A ministry spokeswoman told the DPA news agency that there were around 90 Germans living in Wuhan.
These included “citizens who live, work, study, or are married,” she said. “We have no indication at the moment that any Germans are affected by the illness.”
“All citizens should keep up with the Foreign Ministry travel advice, which is being updated daily,” Maas said. “Travelers should consider delaying or canceling non-essential journeys to China.”
A consular team is being sent from Beijing to Wuhan, where the virus broke out, this evening to get an idea of the situation on the ground.
Maas also said that a government crisis management team was meeting in his ministry to discuss further steps, with experts from the Robert Koch Institute, Germany’s leading public health body, being consulted.
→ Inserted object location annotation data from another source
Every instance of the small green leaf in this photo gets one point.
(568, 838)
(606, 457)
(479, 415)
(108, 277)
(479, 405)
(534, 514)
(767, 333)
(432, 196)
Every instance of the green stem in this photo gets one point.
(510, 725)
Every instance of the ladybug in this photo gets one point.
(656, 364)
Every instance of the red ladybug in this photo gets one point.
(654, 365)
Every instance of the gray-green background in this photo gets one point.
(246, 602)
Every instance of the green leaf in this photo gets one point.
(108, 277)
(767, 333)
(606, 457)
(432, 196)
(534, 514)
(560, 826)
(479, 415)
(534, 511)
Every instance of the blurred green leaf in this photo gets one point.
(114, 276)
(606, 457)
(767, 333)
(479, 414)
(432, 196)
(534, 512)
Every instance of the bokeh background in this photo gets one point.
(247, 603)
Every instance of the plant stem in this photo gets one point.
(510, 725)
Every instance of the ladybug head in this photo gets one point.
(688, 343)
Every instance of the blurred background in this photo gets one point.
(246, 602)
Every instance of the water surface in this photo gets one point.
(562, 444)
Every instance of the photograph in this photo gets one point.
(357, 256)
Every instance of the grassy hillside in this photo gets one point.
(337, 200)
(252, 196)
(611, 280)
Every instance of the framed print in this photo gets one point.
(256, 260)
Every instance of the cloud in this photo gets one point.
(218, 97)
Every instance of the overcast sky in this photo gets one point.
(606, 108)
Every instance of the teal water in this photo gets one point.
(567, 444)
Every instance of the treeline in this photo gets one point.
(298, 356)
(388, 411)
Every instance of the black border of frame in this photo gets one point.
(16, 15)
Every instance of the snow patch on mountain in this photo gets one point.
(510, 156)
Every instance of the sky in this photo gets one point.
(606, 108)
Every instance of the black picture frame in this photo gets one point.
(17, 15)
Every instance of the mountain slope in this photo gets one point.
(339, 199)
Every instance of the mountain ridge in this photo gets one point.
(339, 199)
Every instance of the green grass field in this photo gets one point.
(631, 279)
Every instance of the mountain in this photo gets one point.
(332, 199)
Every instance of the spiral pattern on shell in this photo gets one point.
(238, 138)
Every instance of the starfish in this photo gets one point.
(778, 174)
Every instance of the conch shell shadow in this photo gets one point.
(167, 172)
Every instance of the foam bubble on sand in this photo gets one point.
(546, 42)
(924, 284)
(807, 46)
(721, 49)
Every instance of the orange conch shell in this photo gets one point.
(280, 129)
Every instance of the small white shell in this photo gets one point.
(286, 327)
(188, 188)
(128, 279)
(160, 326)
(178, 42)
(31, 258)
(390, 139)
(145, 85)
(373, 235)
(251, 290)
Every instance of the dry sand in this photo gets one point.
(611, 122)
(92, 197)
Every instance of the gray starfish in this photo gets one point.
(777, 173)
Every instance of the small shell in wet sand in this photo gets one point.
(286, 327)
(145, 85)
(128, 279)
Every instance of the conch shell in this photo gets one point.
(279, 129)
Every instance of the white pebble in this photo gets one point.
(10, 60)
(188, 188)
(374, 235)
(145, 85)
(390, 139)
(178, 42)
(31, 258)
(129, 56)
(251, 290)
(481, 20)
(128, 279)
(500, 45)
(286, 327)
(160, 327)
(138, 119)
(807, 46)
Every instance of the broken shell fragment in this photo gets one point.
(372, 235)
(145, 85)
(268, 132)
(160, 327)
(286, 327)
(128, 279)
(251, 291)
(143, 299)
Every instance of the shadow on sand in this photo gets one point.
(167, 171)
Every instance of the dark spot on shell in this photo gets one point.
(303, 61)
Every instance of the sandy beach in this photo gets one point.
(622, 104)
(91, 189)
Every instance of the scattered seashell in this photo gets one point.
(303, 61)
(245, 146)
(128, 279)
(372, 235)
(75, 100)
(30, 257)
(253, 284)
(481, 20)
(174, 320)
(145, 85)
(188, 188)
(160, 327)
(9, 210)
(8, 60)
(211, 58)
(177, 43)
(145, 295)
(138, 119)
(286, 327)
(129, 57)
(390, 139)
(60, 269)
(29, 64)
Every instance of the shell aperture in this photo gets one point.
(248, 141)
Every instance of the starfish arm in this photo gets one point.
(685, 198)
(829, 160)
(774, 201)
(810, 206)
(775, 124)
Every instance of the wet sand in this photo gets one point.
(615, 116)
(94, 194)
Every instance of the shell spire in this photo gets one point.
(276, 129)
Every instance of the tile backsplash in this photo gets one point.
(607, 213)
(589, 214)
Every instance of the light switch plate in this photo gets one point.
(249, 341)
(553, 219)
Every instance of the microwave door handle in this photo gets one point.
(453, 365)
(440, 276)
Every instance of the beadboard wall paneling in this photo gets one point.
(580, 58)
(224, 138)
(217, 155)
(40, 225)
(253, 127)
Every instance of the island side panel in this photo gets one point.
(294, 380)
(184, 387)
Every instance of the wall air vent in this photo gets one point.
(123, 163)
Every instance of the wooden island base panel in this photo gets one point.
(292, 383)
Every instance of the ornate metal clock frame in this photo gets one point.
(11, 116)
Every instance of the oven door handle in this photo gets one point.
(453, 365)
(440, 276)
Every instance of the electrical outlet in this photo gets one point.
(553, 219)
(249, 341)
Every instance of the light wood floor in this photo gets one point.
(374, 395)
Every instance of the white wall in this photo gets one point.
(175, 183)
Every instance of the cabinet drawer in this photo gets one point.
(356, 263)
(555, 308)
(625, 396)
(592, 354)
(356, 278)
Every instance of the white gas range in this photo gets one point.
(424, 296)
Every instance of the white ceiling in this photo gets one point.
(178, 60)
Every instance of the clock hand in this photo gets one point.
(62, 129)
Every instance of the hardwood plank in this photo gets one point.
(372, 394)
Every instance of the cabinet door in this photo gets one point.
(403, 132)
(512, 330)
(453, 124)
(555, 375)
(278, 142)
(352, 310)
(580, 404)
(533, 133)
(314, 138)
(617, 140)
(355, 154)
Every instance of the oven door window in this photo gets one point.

Earlier on Monday, German Health Minister Jens Spahn told the DPA news agency that Germany had pandemic plans in place should the virus break out. “We are fundamentally very vigilant, we take things very seriously, but we are well-prepared,” he said.
Borrell added that the EU Commission was coordinating with member states over its response to the outbreak, with a health ministers’ summit being organized to establish how suspected cases would be dealt with and reported. He said the EU was also in contact with the World Health Organization (WHO).
France has confirmed three cases of the virus, which has killed over 80 people in China and infected at least 2,800 people. Both France and the US, which has also had a handful of confirmed cases, are also organizing evacuations.
A few cases have also been confirmed in several Asian countries, as well as Australia and Canada.